Practical Implications:
- For Taxpayers: Taxpayers must ensure that their losses are accurately reported and determined in a return filed under Section 263(1). Failure to do so will result in the inability to carry forward those losses, which could lead to higher taxable income in future years.
- For Businesses: Businesses with significant losses need to be extra cautious in filing their returns correctly to preserve their ability to offset future profits with these losses.
- For Compliance Processes: Tax authorities will now have a clearer record of losses claimed by taxpayers, reducing disputes and ensuring better enforcement of tax laws.
Critical Concepts:
- Loss Carryforward: This refers to the ability to offset current-year losses against future taxable income, reducing the tax liability in subsequent years.
- Section 263(1): This section pertains to the filing of returns and the determination of losses.
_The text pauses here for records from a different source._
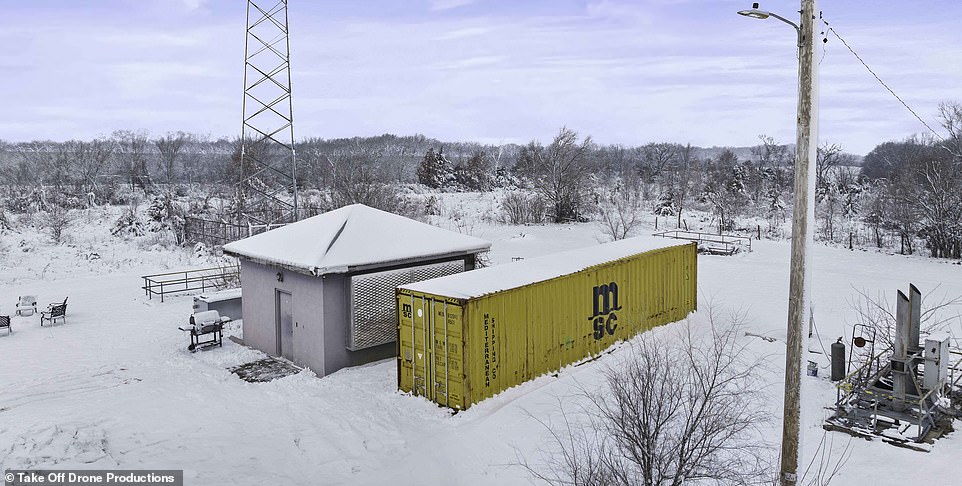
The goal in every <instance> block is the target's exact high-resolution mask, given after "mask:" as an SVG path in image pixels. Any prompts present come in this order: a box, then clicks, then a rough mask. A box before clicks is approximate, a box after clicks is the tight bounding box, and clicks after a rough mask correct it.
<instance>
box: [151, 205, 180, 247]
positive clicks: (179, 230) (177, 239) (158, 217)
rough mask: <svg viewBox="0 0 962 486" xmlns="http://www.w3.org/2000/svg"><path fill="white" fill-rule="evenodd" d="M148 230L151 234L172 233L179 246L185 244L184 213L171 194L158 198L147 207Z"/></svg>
mask: <svg viewBox="0 0 962 486" xmlns="http://www.w3.org/2000/svg"><path fill="white" fill-rule="evenodd" d="M146 216H147V225H148V226H147V229H148V231H150V232H151V233H159V232H162V231H171V232H172V233H173V234H174V238H175V239H176V241H177V244H181V243H183V242H184V229H185V228H184V224H185V220H184V212H183V209H181V207H180V205H178V204H177V202H176V201H174V196H173V195H172V194H170V193H168V194H164V195H162V196H157V197H155V198H154V199H153V200H151V201H150V205H149V206H148V207H147V211H146Z"/></svg>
It ensures that losses are formally recognized by the tax authorities.
- Set Off Provisions (Sections 111, 112, 113, 114, 115): These sections govern how losses can be set off against different types of income (e.g., business income, capital gains).
Compliance Steps:
- File Returns Timely: Ensure that all returns, especially those involving losses, are filed within the prescribed deadlines under Section 263(1).
- Accurate Reporting: Clearly report and document losses in the return to ensure they are formally determined by the tax authorities.
- Maintain Records: Keep detailed records of losses incurred, as these may be scrutinized during assessments.
Example:
- Scenario: A business incurs a loss of ₹10 lakh in FY 2023-24. To carry forward this loss and set it off against future profits, the business must file a return under Section 263(1) and have the loss formally determined by the tax authorities. If the return is not filed or the loss is not determined, the ₹10 lakh loss cannot be carried forward, and the business will lose the opportunity to reduce its future taxable income by this amount.
This section emphasizes the importance of proper documentation and compliance to preserve the benefits of loss carryforward provisions.